Der Mensch sieht nur so viel, wie er gelebt und gelitten hat.. Wenn wir Gott heute kaum noch wahrnehmen können, liegt das daran, dass Es ist nur allzu leicht für uns, vor uns selbst zu fliehen, aus den Tiefen unserer Existenz in den Schlummer der Bequemlichkeit zu flüchten.. So bleibt das, was am tiefsten in uns ist, unerforscht. Wenn es wahr ist, dass man nur mit dem Herzen gut sehen kann, wie blind sind wir dann alle!
[...] Lassen Sie uns noch einen Schritt weiter gehen. Aus der Kirche von heute wird auch dieses Mal eine Kirche hervorgehen, die viel verloren hat. Sie wird zu klein werden, sie wird ganz neu beginnen müssen. Viele der zum günstigsten Zeitpunkt errichteten Gebäude werden nicht mehr gefüllt werden können. Wenn die Zahl ihrer Anhänger abnimmt, wird sie viele ihrer Privilegien in der Gesellschaft verlieren.. Sie muss sich viel stärker als bisher als eine freiwillige Gemeinschaft, die nur durch eine freie Entscheidung erreicht werden kann. Als kleine Gemeinschaft wird sie in viel stärkerem Maße auf die Initiative ihrer einzelnen Mitglieder angewiesen sein. Sie wird zweifellos auch neue Formen des Dienstes finden und Priester zu bewährten Christen weihen, die in ihrem Beruf verbleiben: in vielen kleinen Gemeinschaften, z.B. in homogenen sozialen Gruppen, wird auf diese Weise die normale Seelsorge durchgeführt werden. Parallel dazu, der Priester, der sich wie bisher voll und ganz dem Dienst widmet, bleibt unverzichtbar.
Aber in all diesen Veränderungen, die man vermuten kann, wird die Kirche wieder und mit aller Entschiedenheit das finden müssen, was für sie wesentlich ist, was sie immer gewesen ist sein ZentrumDer Glaube an den dreifaltigen Gott, an Jesus Christus, den menschgewordenen Sohn Gottes, den Beistand des Geistes, der bis zum Ende der Zeiten währt.

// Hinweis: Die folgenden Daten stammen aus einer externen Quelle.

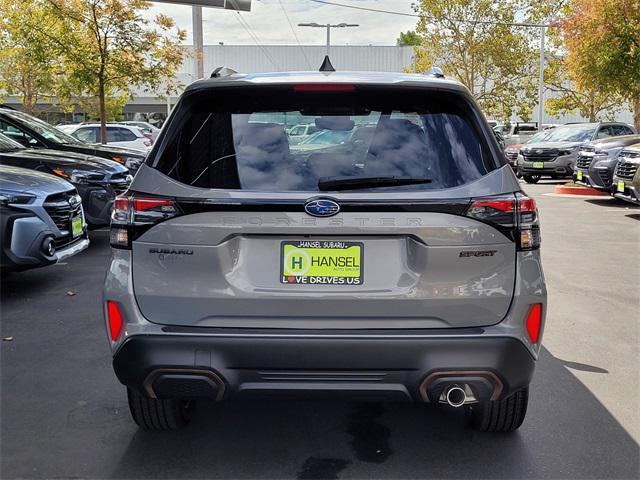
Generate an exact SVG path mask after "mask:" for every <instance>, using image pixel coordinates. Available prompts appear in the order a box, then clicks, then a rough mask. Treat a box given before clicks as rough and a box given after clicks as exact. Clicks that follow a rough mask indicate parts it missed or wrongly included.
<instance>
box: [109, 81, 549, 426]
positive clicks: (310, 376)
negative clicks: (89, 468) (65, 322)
mask: <svg viewBox="0 0 640 480" xmlns="http://www.w3.org/2000/svg"><path fill="white" fill-rule="evenodd" d="M305 124H310V125H314V126H315V127H316V128H317V130H318V132H317V133H316V134H314V135H312V136H310V137H309V139H307V140H305V142H302V143H300V144H293V143H292V142H290V141H289V139H288V136H287V130H288V129H290V128H291V127H292V126H294V125H305ZM111 245H112V247H113V257H112V261H111V265H110V268H109V270H108V273H107V277H106V282H105V289H104V314H105V324H106V328H107V334H108V338H109V342H110V345H111V349H112V353H113V366H114V369H115V373H116V375H117V377H118V379H119V380H120V381H121V382H122V383H123V384H124V385H125V386H126V387H127V392H128V400H129V405H130V409H131V413H132V416H133V419H134V420H135V421H136V423H137V424H138V425H140V426H141V427H143V428H146V429H154V430H164V429H174V428H177V427H179V426H181V425H183V424H184V423H185V422H187V421H188V420H189V419H190V417H191V413H192V411H193V406H194V404H195V403H196V402H198V401H203V400H210V401H233V400H234V399H238V398H243V397H255V396H258V397H261V396H273V395H281V394H284V395H288V396H295V397H322V398H324V397H327V396H346V397H347V398H353V399H374V400H391V401H396V400H411V401H415V402H423V403H431V404H441V405H442V406H444V407H445V408H447V407H446V405H447V404H448V405H449V406H451V407H462V408H465V409H466V410H468V411H469V418H470V419H471V422H472V425H473V426H474V427H475V428H477V429H479V430H484V431H511V430H514V429H516V428H518V427H519V426H520V424H521V423H522V421H523V420H524V416H525V412H526V408H527V399H528V386H529V383H530V382H531V379H532V376H533V372H534V367H535V362H536V359H537V357H538V353H539V350H540V342H541V336H542V330H543V326H544V318H545V314H546V289H545V282H544V276H543V273H542V268H541V262H540V253H539V252H540V251H539V247H540V232H539V225H538V218H537V210H536V206H535V203H534V201H533V200H532V199H531V198H529V197H528V196H527V195H526V194H524V193H523V192H522V191H521V188H520V185H519V183H518V181H517V180H516V177H515V175H514V174H513V172H512V170H511V167H510V166H509V165H507V164H506V163H505V160H504V157H503V155H502V152H501V151H500V149H499V147H498V145H497V143H496V141H495V138H494V136H493V134H492V132H491V129H490V127H489V126H488V125H487V123H486V121H485V120H484V116H483V115H482V113H481V112H480V110H479V108H478V106H477V105H476V104H475V102H474V101H473V99H472V97H471V95H470V94H469V92H468V91H467V90H466V89H465V88H464V87H463V86H461V85H460V84H459V83H457V82H454V81H450V80H448V79H444V78H440V77H439V76H438V77H435V76H434V77H432V76H425V75H405V74H377V73H347V72H344V73H339V72H332V73H330V72H303V73H282V74H256V75H243V74H235V73H229V74H228V75H219V74H216V75H214V78H210V79H206V80H201V81H198V82H195V83H194V84H192V85H191V86H189V87H188V88H187V89H186V91H185V92H184V94H183V95H182V97H181V98H180V100H179V102H178V103H177V105H176V106H175V109H174V110H173V112H172V114H171V116H170V118H169V119H168V124H167V125H166V126H165V128H164V129H163V131H162V133H161V135H160V137H159V139H158V141H157V143H156V144H155V146H154V148H153V150H152V151H151V153H150V155H149V156H148V158H147V160H146V163H145V164H144V165H143V166H142V167H141V168H140V170H139V171H138V174H137V175H136V177H135V179H134V181H133V183H132V185H131V188H130V189H129V191H128V192H127V193H126V194H125V195H123V196H121V197H118V198H117V199H116V202H115V208H114V212H113V220H112V226H111Z"/></svg>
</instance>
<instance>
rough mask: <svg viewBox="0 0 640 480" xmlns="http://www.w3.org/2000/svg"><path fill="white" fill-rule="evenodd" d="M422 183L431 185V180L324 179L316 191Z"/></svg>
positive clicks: (347, 177) (424, 179)
mask: <svg viewBox="0 0 640 480" xmlns="http://www.w3.org/2000/svg"><path fill="white" fill-rule="evenodd" d="M422 183H431V179H430V178H426V177H326V178H321V179H319V180H318V189H319V190H320V191H323V192H326V191H329V190H356V189H359V188H379V187H399V186H402V185H419V184H422Z"/></svg>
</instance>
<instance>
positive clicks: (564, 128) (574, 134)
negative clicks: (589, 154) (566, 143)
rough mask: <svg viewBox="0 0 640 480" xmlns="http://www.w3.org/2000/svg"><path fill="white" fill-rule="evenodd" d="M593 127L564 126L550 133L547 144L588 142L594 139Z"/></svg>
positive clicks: (588, 125)
mask: <svg viewBox="0 0 640 480" xmlns="http://www.w3.org/2000/svg"><path fill="white" fill-rule="evenodd" d="M594 132H595V127H594V126H593V125H563V126H561V127H556V128H554V129H553V130H550V131H549V135H548V136H547V137H546V138H545V139H544V141H545V142H588V141H589V140H591V138H592V137H593V134H594Z"/></svg>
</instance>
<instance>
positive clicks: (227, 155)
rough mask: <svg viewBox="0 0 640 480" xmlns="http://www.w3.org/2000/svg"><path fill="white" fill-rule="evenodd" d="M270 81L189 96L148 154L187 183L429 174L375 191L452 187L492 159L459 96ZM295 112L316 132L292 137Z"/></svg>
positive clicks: (298, 187)
mask: <svg viewBox="0 0 640 480" xmlns="http://www.w3.org/2000/svg"><path fill="white" fill-rule="evenodd" d="M265 90H266V88H260V89H258V90H250V89H248V88H247V89H244V88H243V90H242V95H237V94H236V95H232V94H225V93H223V92H221V91H220V90H216V91H214V92H213V93H210V92H202V93H201V94H200V95H198V94H193V95H191V96H188V97H186V98H183V100H182V101H181V102H180V104H179V105H178V107H177V108H178V111H177V112H176V116H175V118H174V119H173V121H172V123H171V125H170V127H169V132H170V133H169V142H168V146H167V147H166V148H165V149H164V150H163V151H161V152H159V156H158V157H156V158H155V159H154V158H150V159H149V163H150V164H151V165H152V166H155V167H156V168H158V169H159V170H161V171H162V172H164V173H165V174H167V175H169V176H171V177H173V178H174V179H176V180H178V181H181V182H183V183H186V184H189V185H193V186H197V187H204V188H221V189H247V190H260V191H318V182H319V181H320V180H321V179H328V178H334V177H337V178H362V177H388V176H394V177H421V178H422V177H427V178H429V179H431V180H432V182H431V183H427V184H420V185H410V186H395V187H385V188H377V189H376V191H380V190H389V189H392V190H418V189H437V188H450V187H454V186H457V185H462V184H464V183H467V182H470V181H473V180H476V179H478V178H479V177H481V176H483V175H485V174H486V173H488V171H489V170H491V169H493V168H495V164H494V163H493V162H492V161H490V160H489V158H490V157H489V155H488V154H487V151H488V150H487V146H486V143H485V142H484V140H483V137H482V136H480V135H479V134H478V133H477V131H476V128H475V126H474V124H473V123H472V121H471V120H470V118H469V113H470V111H469V108H470V107H469V106H468V105H467V104H466V103H464V101H463V100H462V99H460V98H459V97H458V96H457V95H452V94H442V93H440V94H438V95H437V96H436V95H430V94H428V93H424V92H421V91H412V90H410V89H402V90H401V91H399V90H395V91H389V90H383V91H380V90H379V89H378V88H372V87H368V88H366V89H363V90H364V91H363V92H359V91H356V92H349V93H342V92H341V93H333V92H322V93H319V92H313V93H293V92H291V91H290V90H288V89H287V90H286V92H282V87H281V89H280V92H279V93H278V94H271V95H270V94H269V93H267V92H265ZM245 91H246V93H245ZM209 95H211V96H212V98H209V97H208V96H209ZM449 97H451V98H449ZM290 118H296V119H297V120H298V122H299V123H302V124H309V125H313V127H314V128H315V129H317V130H318V131H317V132H316V133H313V134H311V135H309V136H308V137H306V138H305V139H304V140H303V141H301V142H299V143H295V142H291V141H290V136H292V133H291V132H293V130H291V131H290V133H289V134H288V133H287V128H289V125H288V122H289V119H290ZM265 120H268V121H265Z"/></svg>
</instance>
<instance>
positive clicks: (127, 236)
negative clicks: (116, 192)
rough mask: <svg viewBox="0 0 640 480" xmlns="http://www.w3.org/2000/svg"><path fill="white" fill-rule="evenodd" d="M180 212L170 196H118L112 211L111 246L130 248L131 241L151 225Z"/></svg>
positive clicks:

Sie werden wiederfinden seinen wahren Kern im Glauben und im Gebet und wird wieder erleben die Sakramente als göttliche Anbetungnicht als ein Problem der liturgischen Strukturierung. Sie wird eine verinnerlichte Kirche sein, die ihr politisches Mandat nicht beansprucht und mit der Linken ebenso wenig flirtet wie mit der Rechten. Es wird eine schwierige Situation sein. Denn dieser Prozess der Kristallisation und Klärung wird sie viele wertvolle Kräfte kosten.
Sie wird sie verarmen lassen, sie in eine Kirche der kleinen Leute verwandeln.. Der Prozess wird umso schwieriger sein, als sowohl engstirnige sektiererische Voreingenommenheit als auch hochmütiger Eigensinn unterdrückt werden müssen. Es ist vorhersehbar, dass all dies Zeit in Anspruch nehmen wird.. Der Prozess wird lang und mühsam sein. [...] Aber nach der Tortur dieser Tränen wird aus einer verinnerlichten und vereinfachten Kirche eine große Kraft erwachsen.. Denn die Menschen in einer vollständig geplanten Welt werden unsagbar einsam sein. Wenn Gott für sie völlig verschwunden ist, werden sie ihre totale und schreckliche Armut erleben. Und dann werden sie die kleine Gemeinschaft der Gläubigen als etwas völlig Neues entdecken.
Wie eine Hoffnung, die ihnen entgegenkommt, wie eine Antwort, die sie schon immer im Okkulten gesucht haben. Es scheint mir also sicher, dass der Kirche sehr schwierige Zeiten bevorstehen. Ihre wirkliche Krise hat noch nicht begonnen. Es ist mit schweren Erschütterungen zu rechnen. Ich bin mir aber auch absolut sicher, dass wird bis zum Ende bleibennicht die Kirche des politischen Gottesdienstes, sondern die Kirche des Glaubens. Sie wird nicht mehr in dem Maße die dominierende Macht in der Gesellschaft sein, wie sie es bis vor kurzem war. Aber sie wird wieder aufblühen und wird für die Menschen als eine Heimat sichtbar werden, die ihnen Leben und Hoffnung über den Tod hinaus gibt".
Emeritierter Bischof von Minas (Uruguay).